Aller au contenu

Cacophonie familiale

Le Théâtre Jean-Duceppe présente sa dernière production : Disparu·e·s.

Caroline Laberge

Traduite par Frédéric Blanchette, la pièce Disparu·e·s — August : Osage County, en anglais — a été écrite au début du siècle par l’américain Tracy Letts et est présentée cette saison dans sa version française au Théâtre Jean-Duceppe, dans une mise en scène de René-Richard Cyr. Un alcoolique qui disparaît et une famille qui essaie de se réconcilier avec peine pendant cette tragédie, voilà la prémisse de Disparu·e·s. Les personnages se crient les uns sur les autres et c’est l’histoire d’une famille brisée qui est présentée. Retour sur cette adaptation québécoise d’un succès états-unien.

Osage County

Le choix du titre francophone réfère à l’une des répliques, qui témoigne de l’ébranlement des valeurs de chacun·e : « Ce qui est en train de disparaître était en fait déjà disparu », nous dit l’un des personnages. Le titre original de la pièce renvoie au peuple autochtone des Osages, vivant en Oklahoma, lieu où se déroule l’histoire. Cette Amérique, on nous la présente d’un point de vue peu reluisant : la pièce traite d’un enjeu secouant le continent depuis quelques années, la crise des opioïdes, c’est-à-dire une surprescription de ces drogues et un nombre catastrophique de morts liées à leur consommation. L’auteur a cherché à personnifier cette problématique en la mère de la famille, Violet, dépendante de ces pilules. 

Archétypes et espace

Si la pièce est portée par une talentueuse distribution – treize comédien·ne·s dans autant de rôles principaux, selon le metteur en scène –, les archétypes présentés ébranlent par moments la crédibilité des personnages. Christiane Pasquier se démarque parmi les artistes dans le rôle de la mère, pilier chancelant et déconnecté de la famille.  Le décor exploite bien l’espace de la scène, en présentant les diverses pièces de la maison. Cela permet des changements de scènes sans fermeture des lumières, au détriment d’un certain focus sur l’emplacement des scènes : les personnages restent parfois en arrière-plan, vaquant à leurs occupations personnelles.

Mélodrame comique

À mi-chemin entre le drame et la comédie humaine — si l’on considère qu’une réelle distinction puisse être faite —, Disparu·e·s fait osciller l’émotion à mesure que sont déclamées les répliques.

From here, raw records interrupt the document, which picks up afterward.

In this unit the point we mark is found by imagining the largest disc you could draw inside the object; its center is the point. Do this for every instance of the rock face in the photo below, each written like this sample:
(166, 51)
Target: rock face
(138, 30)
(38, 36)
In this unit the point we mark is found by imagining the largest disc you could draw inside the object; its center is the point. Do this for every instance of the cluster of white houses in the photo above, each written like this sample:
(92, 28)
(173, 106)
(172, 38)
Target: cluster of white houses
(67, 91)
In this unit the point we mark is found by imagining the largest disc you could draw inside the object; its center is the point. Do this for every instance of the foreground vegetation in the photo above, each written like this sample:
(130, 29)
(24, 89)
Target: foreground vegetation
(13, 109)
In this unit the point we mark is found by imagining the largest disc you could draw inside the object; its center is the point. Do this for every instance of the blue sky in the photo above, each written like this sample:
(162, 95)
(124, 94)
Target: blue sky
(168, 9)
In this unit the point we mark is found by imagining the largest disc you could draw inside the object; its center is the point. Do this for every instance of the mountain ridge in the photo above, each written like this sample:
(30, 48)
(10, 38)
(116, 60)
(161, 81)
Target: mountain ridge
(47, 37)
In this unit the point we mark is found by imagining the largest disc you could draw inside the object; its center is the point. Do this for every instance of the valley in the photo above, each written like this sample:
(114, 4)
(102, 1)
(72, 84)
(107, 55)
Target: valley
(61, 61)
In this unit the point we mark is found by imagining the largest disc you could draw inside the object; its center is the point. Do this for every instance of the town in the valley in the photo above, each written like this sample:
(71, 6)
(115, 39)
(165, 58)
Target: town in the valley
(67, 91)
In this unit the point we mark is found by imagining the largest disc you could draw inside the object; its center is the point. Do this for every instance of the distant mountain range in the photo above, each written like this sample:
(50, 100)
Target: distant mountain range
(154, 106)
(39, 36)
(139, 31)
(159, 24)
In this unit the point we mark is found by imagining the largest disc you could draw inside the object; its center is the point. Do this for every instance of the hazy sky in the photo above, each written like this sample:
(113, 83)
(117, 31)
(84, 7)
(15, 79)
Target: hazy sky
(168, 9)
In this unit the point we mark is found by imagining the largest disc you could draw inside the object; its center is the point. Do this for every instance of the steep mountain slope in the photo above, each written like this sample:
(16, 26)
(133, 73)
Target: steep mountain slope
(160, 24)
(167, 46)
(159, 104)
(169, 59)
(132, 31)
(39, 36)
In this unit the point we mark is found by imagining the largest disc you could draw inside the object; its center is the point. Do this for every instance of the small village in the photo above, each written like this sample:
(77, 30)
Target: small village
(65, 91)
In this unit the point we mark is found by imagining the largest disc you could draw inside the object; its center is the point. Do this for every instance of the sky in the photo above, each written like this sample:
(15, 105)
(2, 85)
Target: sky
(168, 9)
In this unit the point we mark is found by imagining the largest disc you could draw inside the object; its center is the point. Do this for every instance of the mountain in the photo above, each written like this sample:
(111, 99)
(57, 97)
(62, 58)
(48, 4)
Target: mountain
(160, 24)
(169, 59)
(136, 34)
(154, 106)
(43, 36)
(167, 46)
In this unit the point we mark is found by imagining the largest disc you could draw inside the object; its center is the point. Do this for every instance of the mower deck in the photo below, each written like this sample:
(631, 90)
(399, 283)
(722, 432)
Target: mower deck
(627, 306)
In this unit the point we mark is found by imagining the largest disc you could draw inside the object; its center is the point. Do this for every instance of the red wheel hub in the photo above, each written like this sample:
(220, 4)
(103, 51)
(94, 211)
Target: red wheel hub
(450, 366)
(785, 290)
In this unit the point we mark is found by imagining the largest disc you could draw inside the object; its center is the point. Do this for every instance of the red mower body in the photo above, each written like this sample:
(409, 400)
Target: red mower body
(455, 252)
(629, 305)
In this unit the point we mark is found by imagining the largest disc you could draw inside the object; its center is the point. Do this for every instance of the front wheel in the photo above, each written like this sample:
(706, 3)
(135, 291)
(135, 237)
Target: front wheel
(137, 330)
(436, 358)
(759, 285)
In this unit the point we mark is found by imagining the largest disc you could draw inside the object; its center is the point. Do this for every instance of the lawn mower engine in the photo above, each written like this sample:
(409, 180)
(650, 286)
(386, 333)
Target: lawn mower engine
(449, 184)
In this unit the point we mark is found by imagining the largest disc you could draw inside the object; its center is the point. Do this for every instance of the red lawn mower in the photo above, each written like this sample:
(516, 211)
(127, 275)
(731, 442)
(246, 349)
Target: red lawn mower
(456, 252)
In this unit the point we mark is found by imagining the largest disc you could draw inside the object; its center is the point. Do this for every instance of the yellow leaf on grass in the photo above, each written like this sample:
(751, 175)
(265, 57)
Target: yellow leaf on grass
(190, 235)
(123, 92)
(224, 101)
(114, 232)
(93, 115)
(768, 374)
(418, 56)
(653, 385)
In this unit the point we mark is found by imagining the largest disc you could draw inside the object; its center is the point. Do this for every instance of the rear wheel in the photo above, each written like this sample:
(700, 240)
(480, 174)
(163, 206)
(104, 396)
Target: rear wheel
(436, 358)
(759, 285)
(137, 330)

Si les tensions familiales sont au cœur du récit, la violence banalisée entretenue entre les personnages peut choquer les spectateur·rice·s. La mère crie en pleine chicane : « La vérité, c’est que vous n’avez jamais eu de vrais problèmes, alors vous vous en êtes inventé. » Là reposent bien les névroses de chacun·e qui sont présentées dans les altercations familiales. Il est dommage que certains points tragiques aient été perdus, notamment par la vague de rires qui continuait de se propager dans la salle et qui enterrait les répliques suivantes. Je n’ai pour ma part ressenti une authenticité qu’en le personnage de Charlie Aiken (Roger Léger), le vieil oncle. Il est bien le seul à avoir su faire résonner en moi une certaine sympathie ; sa bonté était émouvante dans cette marre de personnages souffrants. Après deux heures d’altercations familiales, tous les personnages quittent la scène pour ne laisser que la mère, seule dans son désarroi et son malheur. Le silence planant contraste en tous points avec le reste du dialogue. La pièce se conclut sur les sages paroles du poète britannique T. S. Eliot : « C’est ainsi que prend fin le monde, pas dans une explosion mais dans un murmure. »

Disparu.e.s est présenté jusqu’au 23 novembre au Théâtre Jean-Duceppe.